A home seller in the United States has taken the buyer to court after the latter attempted to pay for the house in a worthless token. The two parties had initially settled on an all-cash payment, but the buyer attempted to defraud the seller by introducing clauses that allowed him to pay in tokens.
The seller, Mary Shea allegedly agreed on a $125,000 price tag for her house with buyer Mike Cherwenka, reports Law360. However, the buyer, through his company Best Buy Homes, was accused of introducing clauses in the contract that allowed him to pay for 30% of the house in Troptions Gold. This is a token promoted by troptionsxchange.com.
The buyer hadn’t indicated that this would be part of the deal.
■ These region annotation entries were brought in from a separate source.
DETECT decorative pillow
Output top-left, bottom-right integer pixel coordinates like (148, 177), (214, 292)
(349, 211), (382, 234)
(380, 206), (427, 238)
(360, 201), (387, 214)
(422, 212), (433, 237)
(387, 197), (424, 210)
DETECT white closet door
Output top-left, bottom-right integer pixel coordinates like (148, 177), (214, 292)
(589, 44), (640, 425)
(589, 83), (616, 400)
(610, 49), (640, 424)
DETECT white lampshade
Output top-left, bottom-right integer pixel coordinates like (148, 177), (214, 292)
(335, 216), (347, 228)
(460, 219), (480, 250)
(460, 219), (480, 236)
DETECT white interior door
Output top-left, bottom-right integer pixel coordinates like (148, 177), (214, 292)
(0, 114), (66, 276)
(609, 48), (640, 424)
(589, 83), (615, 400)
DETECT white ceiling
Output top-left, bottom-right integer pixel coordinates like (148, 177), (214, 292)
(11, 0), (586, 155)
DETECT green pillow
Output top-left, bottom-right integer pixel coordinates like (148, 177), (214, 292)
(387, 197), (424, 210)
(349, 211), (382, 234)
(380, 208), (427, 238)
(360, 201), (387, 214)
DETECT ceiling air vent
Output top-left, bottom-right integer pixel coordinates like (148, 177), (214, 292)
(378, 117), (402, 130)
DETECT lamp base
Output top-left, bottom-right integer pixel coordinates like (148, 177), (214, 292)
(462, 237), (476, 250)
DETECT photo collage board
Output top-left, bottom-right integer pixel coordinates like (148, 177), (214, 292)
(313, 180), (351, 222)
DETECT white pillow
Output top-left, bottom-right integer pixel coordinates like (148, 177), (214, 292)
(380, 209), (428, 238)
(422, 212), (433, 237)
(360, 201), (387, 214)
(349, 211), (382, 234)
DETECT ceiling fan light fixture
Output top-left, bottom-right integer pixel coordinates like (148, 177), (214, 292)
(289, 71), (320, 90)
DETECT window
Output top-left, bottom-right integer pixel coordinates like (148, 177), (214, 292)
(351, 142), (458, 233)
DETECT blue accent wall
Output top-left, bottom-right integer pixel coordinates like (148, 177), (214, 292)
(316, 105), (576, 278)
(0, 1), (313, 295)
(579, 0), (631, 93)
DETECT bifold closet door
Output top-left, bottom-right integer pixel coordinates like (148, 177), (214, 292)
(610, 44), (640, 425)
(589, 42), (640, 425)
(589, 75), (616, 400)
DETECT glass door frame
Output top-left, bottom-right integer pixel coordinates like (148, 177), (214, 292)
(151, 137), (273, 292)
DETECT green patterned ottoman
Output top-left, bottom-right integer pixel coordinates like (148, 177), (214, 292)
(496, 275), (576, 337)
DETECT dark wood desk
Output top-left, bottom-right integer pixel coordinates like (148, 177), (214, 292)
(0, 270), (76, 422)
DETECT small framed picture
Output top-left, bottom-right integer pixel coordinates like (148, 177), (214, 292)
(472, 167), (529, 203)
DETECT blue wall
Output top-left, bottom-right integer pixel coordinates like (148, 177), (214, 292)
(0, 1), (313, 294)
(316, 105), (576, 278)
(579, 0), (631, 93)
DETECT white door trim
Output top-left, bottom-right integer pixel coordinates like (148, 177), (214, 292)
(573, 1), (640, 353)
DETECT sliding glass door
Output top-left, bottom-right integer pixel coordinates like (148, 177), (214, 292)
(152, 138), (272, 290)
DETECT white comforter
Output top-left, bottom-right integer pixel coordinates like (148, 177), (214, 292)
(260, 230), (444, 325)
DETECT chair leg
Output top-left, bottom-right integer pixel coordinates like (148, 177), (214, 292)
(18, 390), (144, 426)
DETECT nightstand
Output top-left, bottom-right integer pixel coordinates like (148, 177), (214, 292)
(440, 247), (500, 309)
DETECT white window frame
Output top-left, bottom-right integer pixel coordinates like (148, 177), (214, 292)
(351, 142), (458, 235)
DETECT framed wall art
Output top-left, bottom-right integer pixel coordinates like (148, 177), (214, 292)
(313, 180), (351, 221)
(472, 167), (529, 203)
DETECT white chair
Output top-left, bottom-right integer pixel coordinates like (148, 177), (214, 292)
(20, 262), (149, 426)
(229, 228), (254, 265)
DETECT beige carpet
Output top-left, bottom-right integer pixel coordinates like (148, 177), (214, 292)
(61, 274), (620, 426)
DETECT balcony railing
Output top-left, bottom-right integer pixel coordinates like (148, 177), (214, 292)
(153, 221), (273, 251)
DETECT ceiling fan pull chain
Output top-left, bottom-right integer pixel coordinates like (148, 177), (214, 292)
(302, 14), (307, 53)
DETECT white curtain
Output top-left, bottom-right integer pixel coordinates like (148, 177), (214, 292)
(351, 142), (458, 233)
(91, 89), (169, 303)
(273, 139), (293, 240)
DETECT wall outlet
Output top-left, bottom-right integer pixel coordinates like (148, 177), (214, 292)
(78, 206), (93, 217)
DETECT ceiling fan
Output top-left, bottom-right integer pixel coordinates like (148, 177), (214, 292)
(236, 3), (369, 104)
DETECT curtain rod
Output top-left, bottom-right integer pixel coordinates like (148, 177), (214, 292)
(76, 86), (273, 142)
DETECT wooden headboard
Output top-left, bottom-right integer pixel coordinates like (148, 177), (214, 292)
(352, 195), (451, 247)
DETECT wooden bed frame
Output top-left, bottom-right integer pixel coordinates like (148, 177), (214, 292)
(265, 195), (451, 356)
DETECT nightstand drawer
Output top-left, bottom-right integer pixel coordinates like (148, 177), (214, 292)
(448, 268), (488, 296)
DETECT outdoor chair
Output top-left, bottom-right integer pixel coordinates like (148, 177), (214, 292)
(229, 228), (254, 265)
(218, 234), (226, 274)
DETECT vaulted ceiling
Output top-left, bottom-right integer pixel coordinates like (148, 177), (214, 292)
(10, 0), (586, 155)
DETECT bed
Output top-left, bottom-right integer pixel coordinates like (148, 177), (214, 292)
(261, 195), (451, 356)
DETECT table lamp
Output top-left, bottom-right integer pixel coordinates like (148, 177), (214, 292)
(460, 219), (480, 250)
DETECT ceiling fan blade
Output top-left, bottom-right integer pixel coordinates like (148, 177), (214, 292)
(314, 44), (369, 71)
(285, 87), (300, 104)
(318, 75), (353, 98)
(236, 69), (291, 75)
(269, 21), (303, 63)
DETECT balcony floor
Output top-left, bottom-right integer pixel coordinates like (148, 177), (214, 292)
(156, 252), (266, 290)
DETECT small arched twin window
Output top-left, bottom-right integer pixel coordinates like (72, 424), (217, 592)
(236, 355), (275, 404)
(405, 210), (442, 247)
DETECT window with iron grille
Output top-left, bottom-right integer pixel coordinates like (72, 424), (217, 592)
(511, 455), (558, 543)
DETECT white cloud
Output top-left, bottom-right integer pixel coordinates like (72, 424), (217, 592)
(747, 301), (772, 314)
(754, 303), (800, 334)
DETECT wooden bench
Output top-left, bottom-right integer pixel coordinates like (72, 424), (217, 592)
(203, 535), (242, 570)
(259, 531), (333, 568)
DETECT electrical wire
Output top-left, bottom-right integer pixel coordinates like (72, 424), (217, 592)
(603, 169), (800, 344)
Shea instructed her real estate broker to bring in an independent attorney to review the contract. However, as she claimed in her lawsuit, the attorney had ties to Best Buy Homes.
Shea refused to consent to the sale that would have seen her lose $37,500. This led Best Buy Homes to sue her, but it later dismissed the suit voluntarily. However, the company filed a notice of pending litigation against the house. This has ensured that Shea can’t sell the house or even rent it out. She has to continue paying the mortgage in the meantime until that litigation is resolved.
Shea stated in her lawsuit that she intended to use the money from the sale to settle her student debts.
“Every day that Best Buy wrongfully claims an interest in her property, Shea cannot find a buyer who will pay legal tender,” according to the lawsuit.
As Shea claims on her lawsuit, the Troptions Gold token is a “worthless” token that its backers, including the buyer Cherwenka, have been pushing. They have falsely claimed that it can be exchanged for U.S. dollars easily, Shea said. They also claim that the Commodity Futures Trading Commission (CFTC) ruled that the token is a commodity and not a security, which is also false.